Desde que tengo uso de razón cada anochecer me arrebataba
un trozo de mi vida. Al despuntar el alba la noche se había llevado con ella un
pedacito de mi inocencia y de mis ganas de vivir, dejándome en el alma un
agujero negro y profundo lleno de ira, rabia, desolación y un miedo desmesurado
a la llegada de las sombras que en su oscuridad infinita me cubrían con su
manto negro y tenebroso ocultando a los ojos del que quisiera ver, mi
sufrimiento.
Cada noche una sombra alargada entraba en mi habitación y
se deslizaba entre mis sábanas. Al principio me resistía de ser poseída por
aquel demonio infernal que se adueñaba de mi cuerpo, pero noche tras noche
aprendí que aquello era un error y opté por permanecer tumbada muy quieta,
mirando el techo, esperando que sus ansias de placer terminaran cuanto antes.
Recé durante días, semanas y meses, implorando,
suplicando al Dios todopoderoso para que escuchara mis plegarias y pusiera fin
a mi sufrimiento.

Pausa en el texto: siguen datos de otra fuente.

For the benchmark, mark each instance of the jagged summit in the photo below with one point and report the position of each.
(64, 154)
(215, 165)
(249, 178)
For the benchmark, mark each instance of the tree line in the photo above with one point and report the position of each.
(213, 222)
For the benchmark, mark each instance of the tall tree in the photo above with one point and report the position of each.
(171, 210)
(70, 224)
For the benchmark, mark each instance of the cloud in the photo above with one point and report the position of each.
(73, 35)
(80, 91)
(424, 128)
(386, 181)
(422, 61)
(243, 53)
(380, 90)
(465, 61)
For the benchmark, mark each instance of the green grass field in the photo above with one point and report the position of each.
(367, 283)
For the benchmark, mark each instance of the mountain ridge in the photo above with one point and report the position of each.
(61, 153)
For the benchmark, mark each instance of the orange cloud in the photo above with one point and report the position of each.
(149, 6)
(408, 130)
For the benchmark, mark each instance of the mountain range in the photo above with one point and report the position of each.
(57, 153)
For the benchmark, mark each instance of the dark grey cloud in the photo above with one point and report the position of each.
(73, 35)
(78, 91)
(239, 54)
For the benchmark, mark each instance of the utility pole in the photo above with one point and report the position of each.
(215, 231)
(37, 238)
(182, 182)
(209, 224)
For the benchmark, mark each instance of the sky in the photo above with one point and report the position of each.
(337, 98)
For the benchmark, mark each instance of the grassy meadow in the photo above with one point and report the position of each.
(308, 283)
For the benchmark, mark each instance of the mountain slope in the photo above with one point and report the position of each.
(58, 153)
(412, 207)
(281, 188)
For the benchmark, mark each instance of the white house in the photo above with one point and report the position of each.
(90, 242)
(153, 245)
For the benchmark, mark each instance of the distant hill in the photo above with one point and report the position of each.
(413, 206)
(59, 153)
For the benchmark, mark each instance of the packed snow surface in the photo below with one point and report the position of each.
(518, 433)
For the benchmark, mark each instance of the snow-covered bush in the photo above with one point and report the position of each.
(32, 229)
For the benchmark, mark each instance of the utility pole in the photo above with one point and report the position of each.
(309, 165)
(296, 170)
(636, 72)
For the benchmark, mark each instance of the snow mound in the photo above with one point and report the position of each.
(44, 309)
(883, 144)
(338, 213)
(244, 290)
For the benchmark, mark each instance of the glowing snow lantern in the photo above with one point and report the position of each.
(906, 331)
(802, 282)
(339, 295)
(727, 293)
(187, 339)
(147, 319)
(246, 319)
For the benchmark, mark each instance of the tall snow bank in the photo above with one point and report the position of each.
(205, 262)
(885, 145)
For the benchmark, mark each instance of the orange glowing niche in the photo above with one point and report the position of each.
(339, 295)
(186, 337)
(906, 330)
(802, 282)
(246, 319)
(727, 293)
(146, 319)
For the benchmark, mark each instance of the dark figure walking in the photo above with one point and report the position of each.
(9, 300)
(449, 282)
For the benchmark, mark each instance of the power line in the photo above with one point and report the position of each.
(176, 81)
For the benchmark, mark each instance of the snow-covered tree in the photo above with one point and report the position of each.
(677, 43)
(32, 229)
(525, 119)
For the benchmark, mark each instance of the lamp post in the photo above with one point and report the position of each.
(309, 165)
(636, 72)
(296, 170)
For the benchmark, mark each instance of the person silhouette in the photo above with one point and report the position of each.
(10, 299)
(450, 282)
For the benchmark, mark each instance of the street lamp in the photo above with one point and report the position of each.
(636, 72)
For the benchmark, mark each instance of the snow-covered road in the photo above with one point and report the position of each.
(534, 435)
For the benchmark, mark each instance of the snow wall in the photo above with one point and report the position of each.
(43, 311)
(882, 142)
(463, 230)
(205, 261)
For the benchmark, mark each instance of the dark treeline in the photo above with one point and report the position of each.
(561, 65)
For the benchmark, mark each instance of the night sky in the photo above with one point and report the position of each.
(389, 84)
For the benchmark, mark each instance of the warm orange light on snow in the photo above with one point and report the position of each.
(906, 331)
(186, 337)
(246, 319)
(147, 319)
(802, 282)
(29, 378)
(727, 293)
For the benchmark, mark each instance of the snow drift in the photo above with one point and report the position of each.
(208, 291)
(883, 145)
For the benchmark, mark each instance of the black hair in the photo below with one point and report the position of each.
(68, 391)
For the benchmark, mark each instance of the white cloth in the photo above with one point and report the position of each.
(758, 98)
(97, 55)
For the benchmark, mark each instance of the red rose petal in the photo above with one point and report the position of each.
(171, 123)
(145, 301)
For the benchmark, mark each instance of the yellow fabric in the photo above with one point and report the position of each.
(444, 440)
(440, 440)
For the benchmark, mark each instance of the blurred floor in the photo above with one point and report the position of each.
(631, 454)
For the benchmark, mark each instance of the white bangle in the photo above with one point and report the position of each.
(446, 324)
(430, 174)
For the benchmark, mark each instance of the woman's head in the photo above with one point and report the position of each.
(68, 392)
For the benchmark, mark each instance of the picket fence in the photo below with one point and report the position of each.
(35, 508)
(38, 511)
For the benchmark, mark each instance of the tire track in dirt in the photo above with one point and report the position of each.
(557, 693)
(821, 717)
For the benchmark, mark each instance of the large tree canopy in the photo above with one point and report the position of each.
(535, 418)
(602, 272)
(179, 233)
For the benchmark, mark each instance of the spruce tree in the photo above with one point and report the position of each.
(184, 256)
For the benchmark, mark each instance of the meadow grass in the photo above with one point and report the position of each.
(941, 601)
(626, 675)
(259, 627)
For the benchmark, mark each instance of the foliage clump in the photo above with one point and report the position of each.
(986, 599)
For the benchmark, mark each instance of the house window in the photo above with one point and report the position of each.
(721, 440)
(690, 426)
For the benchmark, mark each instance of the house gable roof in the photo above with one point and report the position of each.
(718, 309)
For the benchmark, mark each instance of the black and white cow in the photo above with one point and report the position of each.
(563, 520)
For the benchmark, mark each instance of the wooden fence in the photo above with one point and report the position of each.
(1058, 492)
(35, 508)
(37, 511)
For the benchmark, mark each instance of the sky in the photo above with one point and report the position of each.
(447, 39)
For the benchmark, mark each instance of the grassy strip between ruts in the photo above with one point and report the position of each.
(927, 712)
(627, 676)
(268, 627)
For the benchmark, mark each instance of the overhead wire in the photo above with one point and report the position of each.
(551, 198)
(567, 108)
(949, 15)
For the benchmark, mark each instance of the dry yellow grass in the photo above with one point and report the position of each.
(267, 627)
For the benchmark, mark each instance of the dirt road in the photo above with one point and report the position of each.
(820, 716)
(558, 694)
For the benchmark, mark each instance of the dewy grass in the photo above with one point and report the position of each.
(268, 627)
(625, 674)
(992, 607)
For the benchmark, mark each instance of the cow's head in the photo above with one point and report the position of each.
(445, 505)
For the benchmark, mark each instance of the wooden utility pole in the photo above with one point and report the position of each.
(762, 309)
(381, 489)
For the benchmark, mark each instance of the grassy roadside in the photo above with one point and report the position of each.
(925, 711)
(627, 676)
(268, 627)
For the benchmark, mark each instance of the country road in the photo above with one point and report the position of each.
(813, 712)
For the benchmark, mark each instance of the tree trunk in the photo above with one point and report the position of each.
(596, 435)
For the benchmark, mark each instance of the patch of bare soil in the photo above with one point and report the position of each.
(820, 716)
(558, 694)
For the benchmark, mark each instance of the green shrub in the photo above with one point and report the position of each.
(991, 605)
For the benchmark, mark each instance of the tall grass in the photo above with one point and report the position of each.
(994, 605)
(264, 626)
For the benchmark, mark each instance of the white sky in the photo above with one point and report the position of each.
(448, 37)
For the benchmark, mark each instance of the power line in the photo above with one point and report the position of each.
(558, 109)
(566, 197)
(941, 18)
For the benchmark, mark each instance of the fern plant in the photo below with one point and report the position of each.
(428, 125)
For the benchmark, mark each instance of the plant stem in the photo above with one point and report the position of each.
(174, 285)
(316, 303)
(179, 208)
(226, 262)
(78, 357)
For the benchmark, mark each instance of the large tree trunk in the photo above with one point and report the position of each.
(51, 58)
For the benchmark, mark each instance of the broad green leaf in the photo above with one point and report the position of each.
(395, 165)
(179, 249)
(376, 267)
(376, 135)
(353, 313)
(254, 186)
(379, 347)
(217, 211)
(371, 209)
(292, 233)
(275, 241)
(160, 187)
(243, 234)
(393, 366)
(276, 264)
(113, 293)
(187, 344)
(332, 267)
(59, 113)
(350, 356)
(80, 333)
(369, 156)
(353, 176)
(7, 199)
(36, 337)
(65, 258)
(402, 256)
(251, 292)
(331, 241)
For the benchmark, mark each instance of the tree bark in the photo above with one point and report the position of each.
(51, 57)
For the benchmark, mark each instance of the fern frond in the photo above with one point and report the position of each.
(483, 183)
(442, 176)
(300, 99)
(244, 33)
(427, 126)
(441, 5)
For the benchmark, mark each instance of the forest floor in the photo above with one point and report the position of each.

Pero nada hizo. Nada pasó.
Cada anochecer regresaba aquella sombra sigilosa a mi
habitación y cada amanecer los primeros rayos del sol que se colaban por mi
ventana me encontraban exhausta, empequeñecida y consumida por la pena y el
dolor. Me sentía muerta en vida.
Opté por buscar otra ayuda y mis ruegos y súplicas las
dirigí al Príncipe de las Tinieblas. Te invoqué aquella noche para que me
ayudaras, Satán. Faltaban minutos para que cayera la noche. Frente al espejo
supliqué tu ayuda mientras requería tu presencia pronunciando tu nombre. No
tardaste en escuchar mis ruegos. Me consolaste y me prometiste ayuda. Lloré agradecida
sobre tu hombro. Pero tu auxilio tiene un precio. Me pareció justo. Accedí. Me
libraste de aquel monstruo y a cambio te llevaste al ser que crecía en mis
entrañas, fruto de aquella violación. Ahora estamos en paz. Pero sé que cuando
tenga miedo o esté en apuros podré contar contigo.